Symptoms of Foreign Language Accent Syndrome
Clinically, this syndrome is characterized by deficits:
- At the segmental level. Vowels change more than consonants. In addition, the change in pronunciation time of vowels is shorter in some patients and longer in others. Finally, there are also changes and pronunciation errors in the consonants.
- On the prosodic level. This has to do with rhythm and word stress. The researchers found that there was a decrease in timing between syllables, insertion of vowels, and poor transition between words.
The main difficulties are:
- Changes to grammatical, articular and prosodic elements without difficulty in understanding and expressing the language. Even without phonetic deformations.
- The lack of verbal language skills manifests itself in the same way as in aphasia and apraxia. However, unlike these speech impairments, a person’s verbal output does not appear to be pathological; it just looks strange.
There is no evidence of functional changes in a person’s daily routine.

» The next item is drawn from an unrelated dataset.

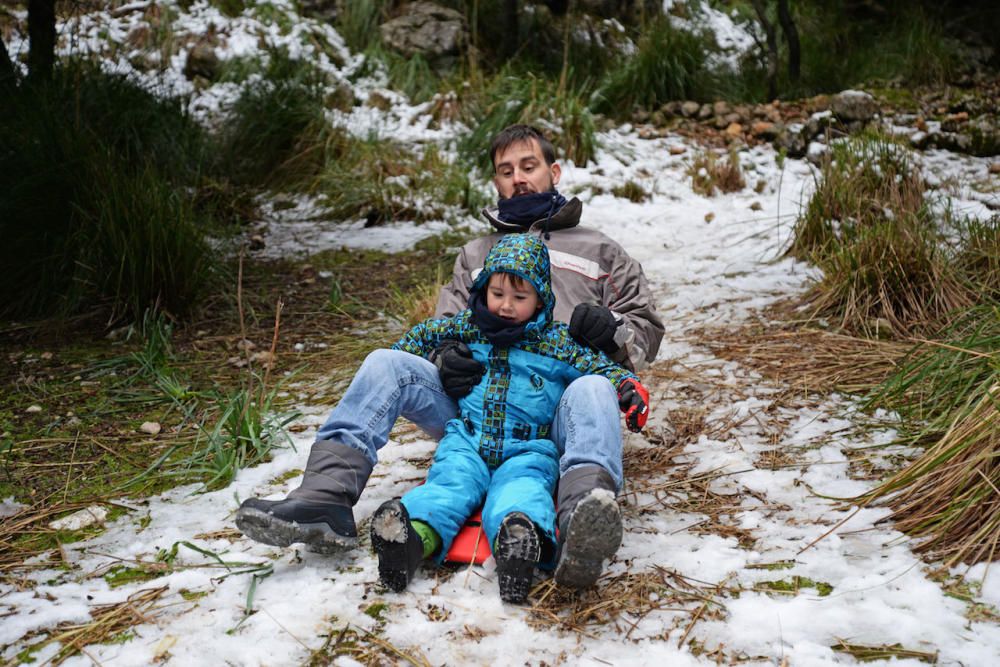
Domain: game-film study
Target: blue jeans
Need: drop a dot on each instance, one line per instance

However, the often emotional effects of this disorder lead to the manifestation of adverse psychosocial consequences in the life of the person concerned. In fact, they even describe many studies.
Foreign language accent syndrome: causes
Foreign language accent syndrome is a sudden disorder that changes the correct pattern of a native language. This is done so that the person affected, their family members, and their therapist all perceive an accent.
Major causes include cerebrovascular accidents and craniocerebral trauma, which affect areas related to language production and expression, among other conditions such as multiple sclerosis, brain tumors, and anesthesia .
Foreign language accent syndrome can last for months or years, or go away spontaneously or gradually. However, there are also stories about people who needed speech and cognitive therapy. This is because this syndrome can have a significant psychological impact on those affected over time without them regaining their true voice. Sometimes they may not even remember it.
The usual treatments in these cases are therapies and speech techniques that allow those affected to restore part or all of their previous pronunciation. In addition, speech therapists use accentuation reduction techniques and teach people to move their lips or jaws in specific ways.
In 2010, scientists from the University of Malaga combined these rehabilitation exercises with donepezil, a drug commonly used to treat Alzheimer’s disease.
This double treatment resulted in excellent recovery symptoms in a patient affected by the disease. Other techniques may include masked auditory feedback, delayed auditory feedback, and frequency change auditory feedback.